A prominent public art installation in Vienna featuring large portraits of Holocaust survivors was badly damaged overnight on Sunday after an unknown assailant slashed the pictures with a knife.
Photographs published on Monday morning showed many of the Holocaust survivors’ faces either cut out or torn in two.
The attack comes a week after “Against Forgetting” — created by Luigi Toscano in conjunction with ESRA, Vienna’s counselling service for Holocaust survivors — was tagged with pro-Nazi and antisemitic graffiti.
That graffiti included a swastika and the words, “1 Jesus = 6,000,000 Jews.”

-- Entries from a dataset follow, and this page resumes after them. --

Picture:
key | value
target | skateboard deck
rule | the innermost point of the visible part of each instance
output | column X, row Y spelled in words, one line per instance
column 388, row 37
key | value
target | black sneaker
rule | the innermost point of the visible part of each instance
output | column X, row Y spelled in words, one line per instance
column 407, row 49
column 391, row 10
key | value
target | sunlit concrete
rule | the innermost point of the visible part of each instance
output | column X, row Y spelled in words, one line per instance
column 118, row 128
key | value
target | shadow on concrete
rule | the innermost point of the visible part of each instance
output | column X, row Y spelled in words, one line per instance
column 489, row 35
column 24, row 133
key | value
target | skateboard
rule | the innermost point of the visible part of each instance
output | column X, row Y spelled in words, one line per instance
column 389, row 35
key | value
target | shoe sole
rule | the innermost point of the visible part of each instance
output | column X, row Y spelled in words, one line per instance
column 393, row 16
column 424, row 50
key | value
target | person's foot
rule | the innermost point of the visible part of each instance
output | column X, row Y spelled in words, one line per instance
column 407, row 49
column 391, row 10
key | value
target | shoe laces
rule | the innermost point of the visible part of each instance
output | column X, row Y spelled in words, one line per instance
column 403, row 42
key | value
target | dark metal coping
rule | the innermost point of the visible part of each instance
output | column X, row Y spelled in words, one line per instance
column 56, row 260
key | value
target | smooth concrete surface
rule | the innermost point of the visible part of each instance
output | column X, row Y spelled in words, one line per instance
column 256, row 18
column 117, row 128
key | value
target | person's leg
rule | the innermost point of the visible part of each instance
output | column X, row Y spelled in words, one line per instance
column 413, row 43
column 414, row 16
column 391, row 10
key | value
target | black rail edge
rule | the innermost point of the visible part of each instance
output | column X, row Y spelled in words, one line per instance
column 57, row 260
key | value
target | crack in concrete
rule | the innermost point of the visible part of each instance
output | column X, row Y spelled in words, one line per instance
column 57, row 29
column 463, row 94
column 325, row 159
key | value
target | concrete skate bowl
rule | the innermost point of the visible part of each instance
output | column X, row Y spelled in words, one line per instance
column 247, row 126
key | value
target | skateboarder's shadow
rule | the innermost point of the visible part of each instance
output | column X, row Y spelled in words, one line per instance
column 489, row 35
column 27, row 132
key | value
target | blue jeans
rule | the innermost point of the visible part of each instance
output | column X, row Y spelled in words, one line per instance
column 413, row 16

The knife attack marks the third time that the portraits have been defiled since they were installed on Vienna’s Ringstrasse at the end of April.
Austria’s president Alexander Van der Bellen said Monday morning he was “deeply affected and concerned” by the “brutal destruction” of the installation, an act he called “shocking."
“'Never again' cannot become mere empty words,” he intoned. “It is something we have to live out daily.”
With this attack, antisemites in Austria are moving “from word to deed,” Oskar Deutsch, president of Vienna’s Jewish community, warned, adding he was thankful no one was hurt.
Mr Deutsch called on Austrian society to reengage in the “struggle against anti-Semitism in the heart of Europe.”
Police continue to search for those responsible for both the graffiti and knife attacks. Austria’s security services are looking to installing CCTV at the site.
In the meanwhile Nesterval, an alternative artistic group of around 60 members, has set up an around-the-clock watch at the installation in order to prevent another attack.
The vigil is planned to last until Friday.